Package Exports

llm-burn
llm-burn/dist/index.js

This package does not declare an exports field, so the exports above have been automatically detected and optimized by JSPM instead. If any package subpath is missing, it is recommended to post an issue to the original package (llm-burn) to support the "exports" field. If that is not possible, create a JSPM override to customize the exports field for this package.

Readme

llm-burn

Cost tracking and budget enforcement for LLM calls in NestJS — with a single decorator.

Every OpenAI and Anthropic call burns money. llm-burn tells you exactly how much, per method, per model, in real time — and optionally blocks requests once a spending limit is reached. Zero changes to your business logic required.

Features

One decorator — @TrackLLMBurn() is all you need to start tracking a method
Auto-detection — parses OpenAI, Anthropic, flat, and LangChain response shapes out of the box
Budget enforcement — BudgetGuard throws HTTP 403 before the LLM call is made when a cap is exceeded
Per-method and global budgets — granular control over individual methods or the entire application
Built-in pricing — ships with up-to-date prices for all major GPT and Claude models
Extensible — override prices, add custom models, or write a custom extractor for any SDK

Installation

npm install llm-burn

Peer dependencies (already present in any NestJS project):

npm install @nestjs/common @nestjs/core reflect-metadata rxjs

Quick Start

1. Register the module in AppModule:

import { LLMBurnModule } from 'llm-burn';

@Module({
  imports: [
    LLMBurnModule.forRoot({
      globalBudget: 10.00,  // block all LLM calls after $10 spent
      enableLogging: true,
    }),
  ],
})
export class AppModule {}

2. Decorate the method that calls your LLM:

import { TrackLLMBurn } from 'llm-burn';

@Injectable()
export class AiService {
  @TrackLLMBurn({ model: 'gpt-4o', budget: 2.00 })
  async summarize(text: string) {
    return this.openai.chat.completions.create({
      model: 'gpt-4o',
      messages: [{ role: 'user', content: text }],
    });
  }
}

3. Query costs anywhere in your application:

@Injectable()
export class DashboardService {
  constructor(private readonly llmBurn: LLMBurnService) {}

  getReport() {
    return this.llmBurn.getStats();
    // { totalCost, totalCalls, byMethod, byModel, records }
  }
}

That's it. Token usage is extracted automatically from the response — no wrappers, no interceptors to wire up manually.

Module Registration

Synchronous

LLMBurnModule.forRoot({
  globalBudget: 10.00,
  enableLogging: true,
})

Async (with ConfigService)

LLMBurnModule.forRootAsync({
  imports: [ConfigModule],
  inject: [ConfigService],
  useFactory: (cfg: ConfigService) => ({
    globalBudget: cfg.get<number>('LLM_BUDGET'),
    enableLogging: cfg.get<boolean>('LLM_LOGGING'),
  }),
})

With Global Interceptor

Registers LLMBurnInterceptor as an APP_INTERCEPTOR so every route in your application is automatically intercepted. Combine with @TrackLLMBurn() on specific methods to control what gets tracked.

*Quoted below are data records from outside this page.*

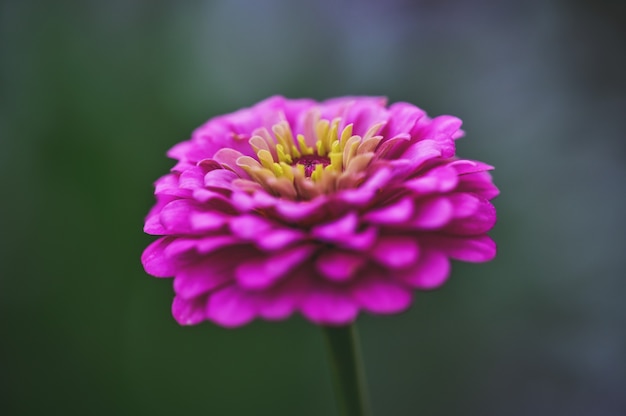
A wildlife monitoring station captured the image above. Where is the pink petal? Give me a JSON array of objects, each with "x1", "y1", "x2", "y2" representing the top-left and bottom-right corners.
[
  {"x1": 448, "y1": 192, "x2": 481, "y2": 218},
  {"x1": 204, "y1": 169, "x2": 239, "y2": 190},
  {"x1": 398, "y1": 250, "x2": 450, "y2": 290},
  {"x1": 401, "y1": 140, "x2": 441, "y2": 169},
  {"x1": 445, "y1": 200, "x2": 496, "y2": 235},
  {"x1": 159, "y1": 199, "x2": 198, "y2": 234},
  {"x1": 252, "y1": 276, "x2": 306, "y2": 320},
  {"x1": 424, "y1": 235, "x2": 496, "y2": 263},
  {"x1": 364, "y1": 198, "x2": 413, "y2": 224},
  {"x1": 311, "y1": 212, "x2": 359, "y2": 242},
  {"x1": 172, "y1": 296, "x2": 206, "y2": 325},
  {"x1": 206, "y1": 286, "x2": 256, "y2": 328},
  {"x1": 300, "y1": 284, "x2": 358, "y2": 325},
  {"x1": 235, "y1": 245, "x2": 314, "y2": 289},
  {"x1": 174, "y1": 257, "x2": 231, "y2": 299},
  {"x1": 457, "y1": 172, "x2": 500, "y2": 200},
  {"x1": 141, "y1": 237, "x2": 176, "y2": 277},
  {"x1": 352, "y1": 275, "x2": 413, "y2": 314},
  {"x1": 411, "y1": 197, "x2": 454, "y2": 230},
  {"x1": 404, "y1": 166, "x2": 459, "y2": 194},
  {"x1": 372, "y1": 236, "x2": 420, "y2": 269},
  {"x1": 315, "y1": 249, "x2": 366, "y2": 282},
  {"x1": 178, "y1": 166, "x2": 204, "y2": 189},
  {"x1": 213, "y1": 147, "x2": 249, "y2": 179},
  {"x1": 230, "y1": 215, "x2": 272, "y2": 240},
  {"x1": 383, "y1": 102, "x2": 426, "y2": 137},
  {"x1": 255, "y1": 229, "x2": 306, "y2": 251},
  {"x1": 189, "y1": 211, "x2": 229, "y2": 231},
  {"x1": 143, "y1": 215, "x2": 167, "y2": 235},
  {"x1": 448, "y1": 160, "x2": 494, "y2": 175}
]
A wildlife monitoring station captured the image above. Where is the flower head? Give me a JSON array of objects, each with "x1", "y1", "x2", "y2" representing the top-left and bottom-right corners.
[{"x1": 142, "y1": 97, "x2": 498, "y2": 327}]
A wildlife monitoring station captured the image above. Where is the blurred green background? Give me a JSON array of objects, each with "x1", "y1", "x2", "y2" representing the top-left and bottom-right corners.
[{"x1": 0, "y1": 0, "x2": 626, "y2": 416}]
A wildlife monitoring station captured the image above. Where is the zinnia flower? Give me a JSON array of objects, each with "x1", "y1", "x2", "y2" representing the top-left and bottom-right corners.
[{"x1": 142, "y1": 96, "x2": 498, "y2": 327}]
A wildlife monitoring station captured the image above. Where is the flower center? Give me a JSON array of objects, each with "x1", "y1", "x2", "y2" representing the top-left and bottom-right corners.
[
  {"x1": 292, "y1": 155, "x2": 330, "y2": 178},
  {"x1": 237, "y1": 110, "x2": 383, "y2": 200}
]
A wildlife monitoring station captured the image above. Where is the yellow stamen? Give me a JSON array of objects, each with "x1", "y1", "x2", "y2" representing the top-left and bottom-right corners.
[
  {"x1": 298, "y1": 134, "x2": 313, "y2": 155},
  {"x1": 276, "y1": 144, "x2": 293, "y2": 163},
  {"x1": 257, "y1": 150, "x2": 274, "y2": 170}
]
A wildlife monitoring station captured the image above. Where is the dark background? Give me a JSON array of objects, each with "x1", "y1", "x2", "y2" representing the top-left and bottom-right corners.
[{"x1": 0, "y1": 0, "x2": 626, "y2": 416}]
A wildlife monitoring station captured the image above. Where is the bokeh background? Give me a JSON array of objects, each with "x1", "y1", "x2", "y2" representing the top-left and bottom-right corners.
[{"x1": 0, "y1": 0, "x2": 626, "y2": 416}]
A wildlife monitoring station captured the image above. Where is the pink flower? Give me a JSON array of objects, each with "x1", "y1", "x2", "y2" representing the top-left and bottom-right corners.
[{"x1": 142, "y1": 97, "x2": 498, "y2": 327}]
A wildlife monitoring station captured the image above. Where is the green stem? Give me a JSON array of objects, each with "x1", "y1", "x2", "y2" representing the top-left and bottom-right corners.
[{"x1": 322, "y1": 325, "x2": 370, "y2": 416}]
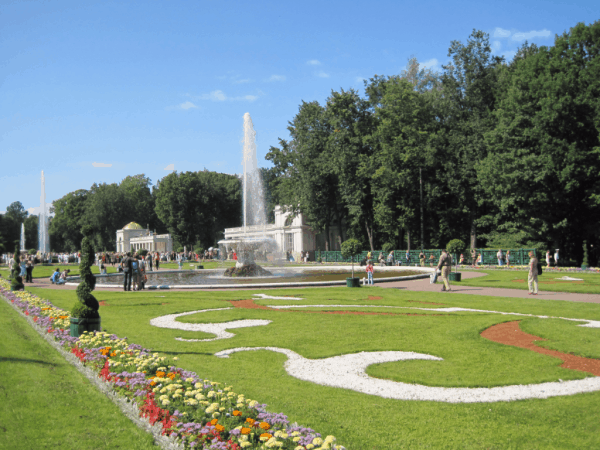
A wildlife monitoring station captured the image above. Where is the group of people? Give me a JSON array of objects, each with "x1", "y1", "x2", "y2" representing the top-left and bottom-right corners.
[{"x1": 120, "y1": 252, "x2": 152, "y2": 291}]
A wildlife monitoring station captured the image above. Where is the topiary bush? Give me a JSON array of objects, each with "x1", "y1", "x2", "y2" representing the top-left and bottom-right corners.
[
  {"x1": 71, "y1": 225, "x2": 100, "y2": 319},
  {"x1": 10, "y1": 241, "x2": 25, "y2": 291}
]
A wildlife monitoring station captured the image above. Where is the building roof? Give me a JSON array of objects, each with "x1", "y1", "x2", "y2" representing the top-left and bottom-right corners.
[{"x1": 123, "y1": 222, "x2": 144, "y2": 230}]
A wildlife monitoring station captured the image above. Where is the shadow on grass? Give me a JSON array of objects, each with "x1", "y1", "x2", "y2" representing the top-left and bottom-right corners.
[{"x1": 0, "y1": 357, "x2": 56, "y2": 367}]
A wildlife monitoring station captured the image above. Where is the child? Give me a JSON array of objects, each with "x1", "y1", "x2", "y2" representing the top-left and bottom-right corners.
[{"x1": 367, "y1": 260, "x2": 375, "y2": 286}]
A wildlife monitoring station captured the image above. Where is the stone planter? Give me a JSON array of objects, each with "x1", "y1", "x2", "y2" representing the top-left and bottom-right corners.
[
  {"x1": 346, "y1": 278, "x2": 360, "y2": 287},
  {"x1": 71, "y1": 317, "x2": 101, "y2": 337},
  {"x1": 448, "y1": 272, "x2": 462, "y2": 281}
]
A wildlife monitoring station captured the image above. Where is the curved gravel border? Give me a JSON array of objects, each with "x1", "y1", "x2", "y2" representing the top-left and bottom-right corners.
[
  {"x1": 0, "y1": 295, "x2": 184, "y2": 450},
  {"x1": 215, "y1": 347, "x2": 600, "y2": 403},
  {"x1": 150, "y1": 307, "x2": 272, "y2": 342}
]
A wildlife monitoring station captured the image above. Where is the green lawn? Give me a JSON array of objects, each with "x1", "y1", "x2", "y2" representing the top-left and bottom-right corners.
[
  {"x1": 461, "y1": 270, "x2": 600, "y2": 294},
  {"x1": 15, "y1": 287, "x2": 600, "y2": 450},
  {"x1": 0, "y1": 300, "x2": 156, "y2": 450}
]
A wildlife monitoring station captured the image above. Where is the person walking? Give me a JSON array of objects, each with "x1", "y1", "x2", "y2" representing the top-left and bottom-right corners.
[
  {"x1": 121, "y1": 252, "x2": 133, "y2": 291},
  {"x1": 367, "y1": 259, "x2": 375, "y2": 286},
  {"x1": 527, "y1": 252, "x2": 538, "y2": 295},
  {"x1": 432, "y1": 249, "x2": 452, "y2": 292}
]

LLMBurnModule.forRootWithGlobalInterceptor({
  globalBudget: 5.00,
  enableLogging: true,
})

Decorator: `@TrackLLMBurn`

Marks a method for LLM cost tracking. Automatically attaches the interceptor to that method — no need to wire up UseInterceptors manually.

@TrackLLMBurn({ model: 'claude-3-5-sonnet-20241022', budget: 1.50 })
async generateReport(prompt: string) {
  return this.anthropic.messages.create({
    model: 'claude-3-5-sonnet-20241022',
    max_tokens: 1024,
    messages: [{ role: 'user', content: prompt }],
  });
}

Option	Type	Description
`model`	`string`	Model name used as fallback when the response doesn't include one.
`provider`	`string`	Provider hint (`"openai"`, `"anthropic"`, or custom). Auto-detected from model name when omitted.
`budget`	`number`	Per-method USD cap. `BudgetGuard` blocks calls once this is reached.
`extractUsage`	`(result: unknown) => ExtractedUsage \| null`	Custom extractor for non-standard response shapes.

Budget Guard

BudgetGuard runs before the route handler. It checks two thresholds in order:

Per-method budget — reads budget from @TrackLLMBurn({ budget: N }) and compares it against the cumulative cost of all previous calls to that method.
Global budget — checks if totalCost >= globalBudget across all tracked calls.

If either threshold is exceeded, it throws ForbiddenException (HTTP 403) and the LLM call is never made.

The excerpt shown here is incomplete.